Solitary dermatofibromas are a common occurrence, especially on the lower limbs of young women, while multiple dermatofibromas (MDF) are rare, accounting for less than 0.3% of all dermatofibromas1 and may suddenly develop in immunosuppressed patients. We report a patient with systemic lupus erythematosus (SLE) who developed MDF while she was taking oral prednisone.
A 46-year-old woman presented in 1989 complaining of photosensitivity, arthralgias, fatigue, malaise and dyspepsia. The patient denied fever, Raynaud's phenomenon, oral ulcer and hair loss.
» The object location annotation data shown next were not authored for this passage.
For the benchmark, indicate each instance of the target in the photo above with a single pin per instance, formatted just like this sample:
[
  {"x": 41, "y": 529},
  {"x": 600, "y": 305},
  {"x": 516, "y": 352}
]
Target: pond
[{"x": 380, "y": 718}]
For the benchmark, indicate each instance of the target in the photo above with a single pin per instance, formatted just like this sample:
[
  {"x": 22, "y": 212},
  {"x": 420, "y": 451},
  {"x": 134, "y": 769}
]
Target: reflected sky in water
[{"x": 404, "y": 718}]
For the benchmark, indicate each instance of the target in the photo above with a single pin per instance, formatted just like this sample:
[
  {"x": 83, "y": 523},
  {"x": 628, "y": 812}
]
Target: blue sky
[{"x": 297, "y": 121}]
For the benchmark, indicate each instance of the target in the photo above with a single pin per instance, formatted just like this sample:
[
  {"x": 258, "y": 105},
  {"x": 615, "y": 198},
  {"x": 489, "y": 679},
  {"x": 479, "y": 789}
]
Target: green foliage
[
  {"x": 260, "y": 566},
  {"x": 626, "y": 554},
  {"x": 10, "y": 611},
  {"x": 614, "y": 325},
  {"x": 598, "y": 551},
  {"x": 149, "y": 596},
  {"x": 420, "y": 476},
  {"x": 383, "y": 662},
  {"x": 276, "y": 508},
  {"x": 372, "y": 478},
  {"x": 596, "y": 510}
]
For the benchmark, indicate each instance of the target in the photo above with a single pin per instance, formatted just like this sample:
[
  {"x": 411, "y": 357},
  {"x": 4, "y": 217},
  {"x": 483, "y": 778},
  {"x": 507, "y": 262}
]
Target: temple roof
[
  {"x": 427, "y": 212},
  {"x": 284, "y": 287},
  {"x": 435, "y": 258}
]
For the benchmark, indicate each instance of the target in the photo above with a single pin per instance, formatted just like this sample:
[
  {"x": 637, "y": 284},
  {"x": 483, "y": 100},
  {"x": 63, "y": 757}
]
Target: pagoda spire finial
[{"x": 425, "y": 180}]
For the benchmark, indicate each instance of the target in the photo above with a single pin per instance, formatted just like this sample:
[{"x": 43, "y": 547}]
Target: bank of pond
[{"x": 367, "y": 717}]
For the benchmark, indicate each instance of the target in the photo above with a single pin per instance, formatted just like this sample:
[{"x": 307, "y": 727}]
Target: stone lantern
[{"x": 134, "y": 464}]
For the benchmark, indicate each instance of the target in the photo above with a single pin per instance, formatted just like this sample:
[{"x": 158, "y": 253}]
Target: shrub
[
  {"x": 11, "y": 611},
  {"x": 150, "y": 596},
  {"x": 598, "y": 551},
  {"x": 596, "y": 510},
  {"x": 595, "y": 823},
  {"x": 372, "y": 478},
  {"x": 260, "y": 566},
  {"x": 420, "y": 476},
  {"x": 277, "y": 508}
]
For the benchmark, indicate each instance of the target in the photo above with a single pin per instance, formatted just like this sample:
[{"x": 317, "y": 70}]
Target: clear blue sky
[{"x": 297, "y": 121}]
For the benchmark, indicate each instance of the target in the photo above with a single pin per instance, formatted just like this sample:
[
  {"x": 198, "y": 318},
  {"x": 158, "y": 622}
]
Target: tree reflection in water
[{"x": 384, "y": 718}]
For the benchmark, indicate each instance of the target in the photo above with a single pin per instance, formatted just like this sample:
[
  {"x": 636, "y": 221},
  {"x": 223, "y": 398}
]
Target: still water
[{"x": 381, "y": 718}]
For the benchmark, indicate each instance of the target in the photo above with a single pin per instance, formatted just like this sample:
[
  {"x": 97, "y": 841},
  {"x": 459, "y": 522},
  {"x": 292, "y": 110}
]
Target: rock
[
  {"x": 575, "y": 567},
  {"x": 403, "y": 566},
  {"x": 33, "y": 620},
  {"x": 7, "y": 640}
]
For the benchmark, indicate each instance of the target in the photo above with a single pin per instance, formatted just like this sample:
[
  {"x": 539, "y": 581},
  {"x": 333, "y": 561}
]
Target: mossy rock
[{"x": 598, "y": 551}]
On examination she presented a typical SLE malar rash. Erythrocyte sedimentation rate (ESR) was elevated (54 mm/h). Speckle patterned IgG/IgM antinuclear antibodies were present at 1/1280 titer. Antibodies anti Ro/SSA were detected by counterimmunelectrophoresis up to 1/8 titer. Other laboratory findings were negative or within normal limits.
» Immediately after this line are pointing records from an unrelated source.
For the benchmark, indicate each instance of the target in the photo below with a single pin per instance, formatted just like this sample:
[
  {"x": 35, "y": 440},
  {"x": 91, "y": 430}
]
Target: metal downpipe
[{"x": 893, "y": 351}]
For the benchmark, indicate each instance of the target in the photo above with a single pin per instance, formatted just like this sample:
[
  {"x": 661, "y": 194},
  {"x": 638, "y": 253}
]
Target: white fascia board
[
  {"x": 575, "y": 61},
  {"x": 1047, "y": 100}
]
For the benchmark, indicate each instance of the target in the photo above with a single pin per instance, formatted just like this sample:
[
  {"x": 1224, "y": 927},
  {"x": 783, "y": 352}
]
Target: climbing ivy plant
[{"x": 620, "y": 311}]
Systemic lupus erythematosus was diagnosed and the patient given 50 mg/day prednisone. After a few months, both clinical symptoms and immunologic parameters improved. Eighteen months later, prednisone was replaced by 500 mg/day hydroxychloroquine.
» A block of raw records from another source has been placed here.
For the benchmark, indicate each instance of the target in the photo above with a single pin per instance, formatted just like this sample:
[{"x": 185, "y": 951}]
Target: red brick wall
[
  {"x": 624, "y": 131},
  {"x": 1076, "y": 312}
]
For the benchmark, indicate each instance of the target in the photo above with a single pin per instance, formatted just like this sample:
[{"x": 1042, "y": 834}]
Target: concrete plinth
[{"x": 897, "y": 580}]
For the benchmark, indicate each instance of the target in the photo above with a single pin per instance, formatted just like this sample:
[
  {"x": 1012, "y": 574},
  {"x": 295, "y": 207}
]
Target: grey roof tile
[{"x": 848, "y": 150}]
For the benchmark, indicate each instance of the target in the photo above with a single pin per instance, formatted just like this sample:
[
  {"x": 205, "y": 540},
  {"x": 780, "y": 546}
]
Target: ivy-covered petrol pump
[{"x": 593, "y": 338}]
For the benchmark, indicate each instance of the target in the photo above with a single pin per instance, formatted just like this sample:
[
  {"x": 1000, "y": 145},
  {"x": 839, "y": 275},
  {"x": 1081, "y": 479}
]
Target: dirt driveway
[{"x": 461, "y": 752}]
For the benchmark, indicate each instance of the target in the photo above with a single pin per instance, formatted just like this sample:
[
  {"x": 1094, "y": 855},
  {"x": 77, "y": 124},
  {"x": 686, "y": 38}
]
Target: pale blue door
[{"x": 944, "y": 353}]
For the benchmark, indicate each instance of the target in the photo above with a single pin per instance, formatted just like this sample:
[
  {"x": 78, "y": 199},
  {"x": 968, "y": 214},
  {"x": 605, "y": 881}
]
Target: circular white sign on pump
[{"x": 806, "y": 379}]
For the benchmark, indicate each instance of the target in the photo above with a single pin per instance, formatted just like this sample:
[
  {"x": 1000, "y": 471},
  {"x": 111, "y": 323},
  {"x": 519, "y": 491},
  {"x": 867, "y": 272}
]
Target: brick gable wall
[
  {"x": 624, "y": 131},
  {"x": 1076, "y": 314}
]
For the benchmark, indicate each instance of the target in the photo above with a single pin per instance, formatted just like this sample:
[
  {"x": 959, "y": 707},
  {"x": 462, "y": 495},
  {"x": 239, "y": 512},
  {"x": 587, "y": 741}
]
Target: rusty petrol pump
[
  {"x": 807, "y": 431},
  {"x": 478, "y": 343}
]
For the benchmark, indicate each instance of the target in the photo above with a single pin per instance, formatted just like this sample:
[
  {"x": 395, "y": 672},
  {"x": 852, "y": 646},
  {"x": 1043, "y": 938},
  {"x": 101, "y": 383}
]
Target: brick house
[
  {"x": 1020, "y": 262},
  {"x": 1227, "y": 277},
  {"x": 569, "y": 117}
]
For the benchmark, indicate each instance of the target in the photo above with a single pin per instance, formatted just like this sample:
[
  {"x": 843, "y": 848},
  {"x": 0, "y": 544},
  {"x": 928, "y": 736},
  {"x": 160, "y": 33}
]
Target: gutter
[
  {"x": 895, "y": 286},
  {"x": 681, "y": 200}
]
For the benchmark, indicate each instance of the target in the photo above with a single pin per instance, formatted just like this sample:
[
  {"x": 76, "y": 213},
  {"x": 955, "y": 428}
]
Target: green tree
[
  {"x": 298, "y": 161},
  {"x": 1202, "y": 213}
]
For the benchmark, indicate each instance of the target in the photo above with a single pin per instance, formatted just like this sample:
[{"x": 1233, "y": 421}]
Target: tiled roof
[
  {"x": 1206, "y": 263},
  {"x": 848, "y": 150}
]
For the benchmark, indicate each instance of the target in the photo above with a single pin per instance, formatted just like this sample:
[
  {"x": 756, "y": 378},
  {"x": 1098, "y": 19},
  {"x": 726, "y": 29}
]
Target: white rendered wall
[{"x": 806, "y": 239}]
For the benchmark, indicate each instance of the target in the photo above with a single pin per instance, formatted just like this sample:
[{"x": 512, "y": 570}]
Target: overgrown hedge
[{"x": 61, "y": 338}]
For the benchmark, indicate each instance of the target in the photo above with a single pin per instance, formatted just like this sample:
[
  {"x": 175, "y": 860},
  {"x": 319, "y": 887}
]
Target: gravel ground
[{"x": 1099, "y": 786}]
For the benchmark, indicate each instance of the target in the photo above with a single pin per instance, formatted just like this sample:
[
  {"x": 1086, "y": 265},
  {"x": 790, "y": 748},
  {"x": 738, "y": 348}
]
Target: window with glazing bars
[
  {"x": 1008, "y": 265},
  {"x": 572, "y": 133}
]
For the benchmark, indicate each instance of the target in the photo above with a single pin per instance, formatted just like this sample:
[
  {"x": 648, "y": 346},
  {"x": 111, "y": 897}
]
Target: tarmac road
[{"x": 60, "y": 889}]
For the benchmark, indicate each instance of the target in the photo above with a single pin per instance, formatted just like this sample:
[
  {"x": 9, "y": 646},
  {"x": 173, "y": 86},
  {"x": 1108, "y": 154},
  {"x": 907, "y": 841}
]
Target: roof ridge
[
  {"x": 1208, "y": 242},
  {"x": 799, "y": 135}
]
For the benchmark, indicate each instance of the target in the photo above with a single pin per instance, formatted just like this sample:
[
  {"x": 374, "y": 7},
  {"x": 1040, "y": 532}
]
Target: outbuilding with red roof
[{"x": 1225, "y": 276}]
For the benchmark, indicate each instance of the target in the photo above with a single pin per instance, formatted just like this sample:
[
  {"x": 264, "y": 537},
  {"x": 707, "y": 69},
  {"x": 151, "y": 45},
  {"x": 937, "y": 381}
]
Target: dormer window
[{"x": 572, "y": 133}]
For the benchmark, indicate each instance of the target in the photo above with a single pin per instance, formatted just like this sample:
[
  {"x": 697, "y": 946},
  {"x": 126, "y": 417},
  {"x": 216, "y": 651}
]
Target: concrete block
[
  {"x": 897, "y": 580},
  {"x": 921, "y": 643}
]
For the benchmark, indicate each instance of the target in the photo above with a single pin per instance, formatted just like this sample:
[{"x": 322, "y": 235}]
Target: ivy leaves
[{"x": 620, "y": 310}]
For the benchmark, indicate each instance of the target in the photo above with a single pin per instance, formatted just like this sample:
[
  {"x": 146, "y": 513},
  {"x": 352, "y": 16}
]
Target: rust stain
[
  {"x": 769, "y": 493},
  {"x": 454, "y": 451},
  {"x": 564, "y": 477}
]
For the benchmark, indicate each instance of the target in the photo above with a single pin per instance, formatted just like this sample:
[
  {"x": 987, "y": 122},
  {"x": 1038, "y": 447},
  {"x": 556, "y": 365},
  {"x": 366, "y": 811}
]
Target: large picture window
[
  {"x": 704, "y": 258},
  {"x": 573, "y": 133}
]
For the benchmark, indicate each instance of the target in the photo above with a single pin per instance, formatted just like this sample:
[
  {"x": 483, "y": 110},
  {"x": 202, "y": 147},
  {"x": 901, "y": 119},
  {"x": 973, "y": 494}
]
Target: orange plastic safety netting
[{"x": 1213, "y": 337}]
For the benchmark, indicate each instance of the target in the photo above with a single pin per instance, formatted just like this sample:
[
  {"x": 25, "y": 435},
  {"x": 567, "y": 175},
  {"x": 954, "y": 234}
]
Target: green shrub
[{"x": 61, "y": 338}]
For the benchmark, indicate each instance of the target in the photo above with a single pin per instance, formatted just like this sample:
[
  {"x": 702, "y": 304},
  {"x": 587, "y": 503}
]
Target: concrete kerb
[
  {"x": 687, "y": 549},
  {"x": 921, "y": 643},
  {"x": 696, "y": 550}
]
In 1994, she presented again with malar rash, arthralgias and facial hyperpigmentation. Prednisone 15 mg/day was reintroduced and hydroxychloroquine stopped being a possible cause of the facial hyperpigmented macules.
In 1996, while she was taking 5 mg/day prednisone, several nodules developed on her limbs within a few months.
On examination we observed 16 firm, slightly elevated 3–15-mm wide brown nodules on her arms, legs and trunk.
A biopsy specimen of a lesion of the trunk revealed an epidermal seborrheic-keratosis-like hyperplasia with dermal fibrosis and fibroblastic proliferation (Fig. 1). Dermatofibroma was diagnosed.